= Natural World Museum =

The Natural World Museum (NWM) was a mobile institution based in San Francisco, California that presented art as a catalyst to inspire and engage people in environmental awareness and action.

The Natural World Museum partnered with the United Nations Environment Programme (UNEP) to present art exhibitions each year for World Environment Day as part of their Art for the Environment initiative. NWM designed curatorial programs that offered new and creative perspectives on specific environmental themes such as green cities, desertification, and global climate change. These exhibitions featured both emerging and established artists and were hosted by international venues such as the Nobel Peace Center in Oslo, Norway.

NWM was an important source of commissions of new environmental art. For the 2007 World Environment Day exhibit, Envisioning Change: Melting Ice / A Hot Topic, NWM commissioned Alfio Bonnano to create a site-specific outdoor nature installation entitled "Ark", depicting a boat balanced in the treetops. The piece symbolizes the effects of global warming.

In 2007, NWM published a book entitled Art in Action: Nature, Creativity, and Our Collective Future, with a foreword by Achim Steiner, Executive Director of the United Nations Environment Programme, and containing artworks by Christo and Jeanne-Claude, Joseph Beuys, Ed Burtynsky, Ken Rinaldo, and Cai Guo-Qiang, among others.
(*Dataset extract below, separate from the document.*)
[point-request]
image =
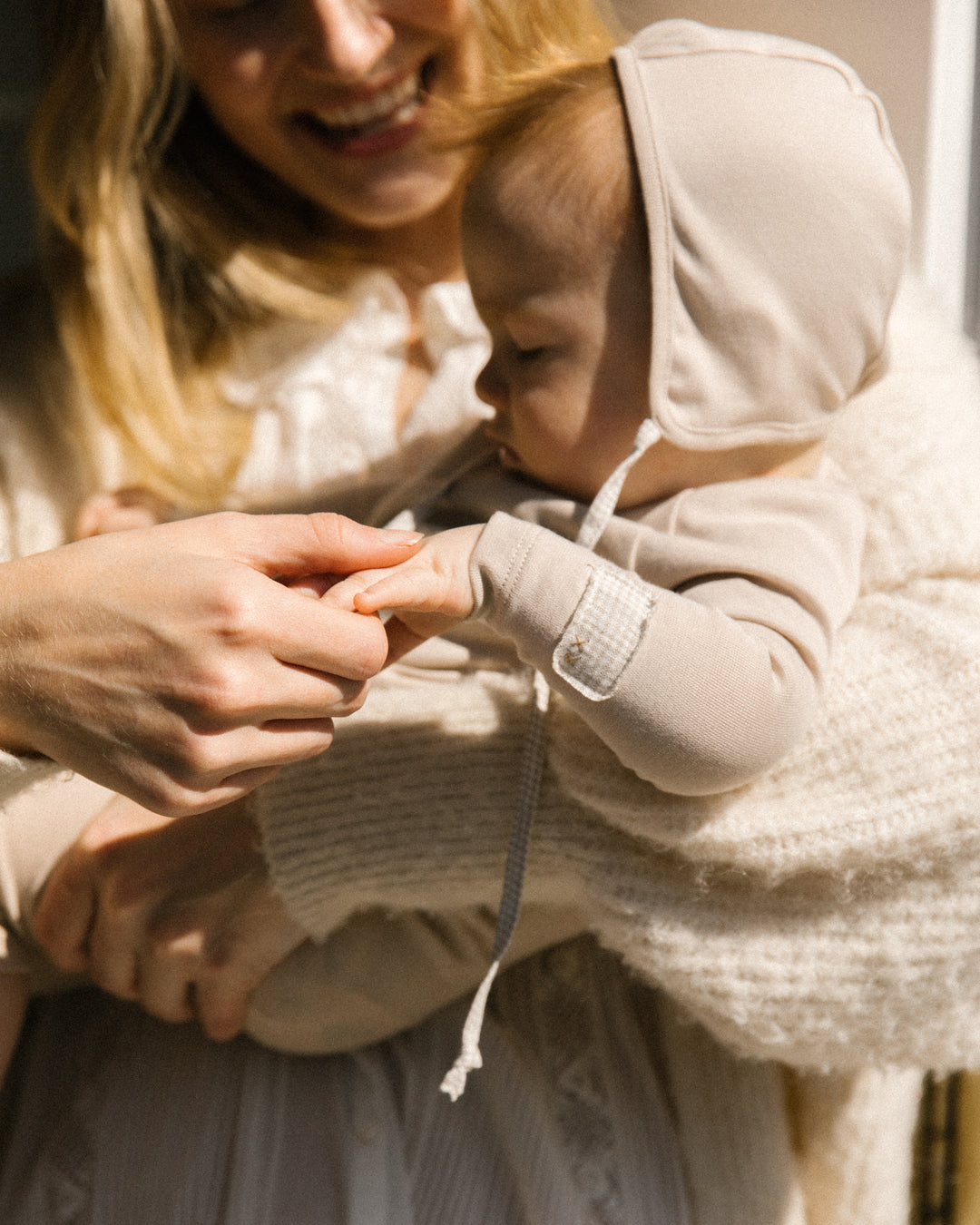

As part of NWM's educational outreach programs, hundreds of children and youth from all over the world participated in the Planet Art program; the program's purpose was to instill environmental awareness in the future stewards of the earth. NWM also held an ongoing lecture series and annual international symposium that bridged the worlds of art, science, and the environment, featuring guest speakers such as Al Gore, Ernest Callenbach, Hunter Lovins, Joanna Macy, Daryl Hannah, and Wangari Maathai, Nobel Laureate 2004.

Mia Hanak was the Founding Executive Director, from 2001 to 2008. In May 2009, NWM was officially closed and is no longer a functioning museum.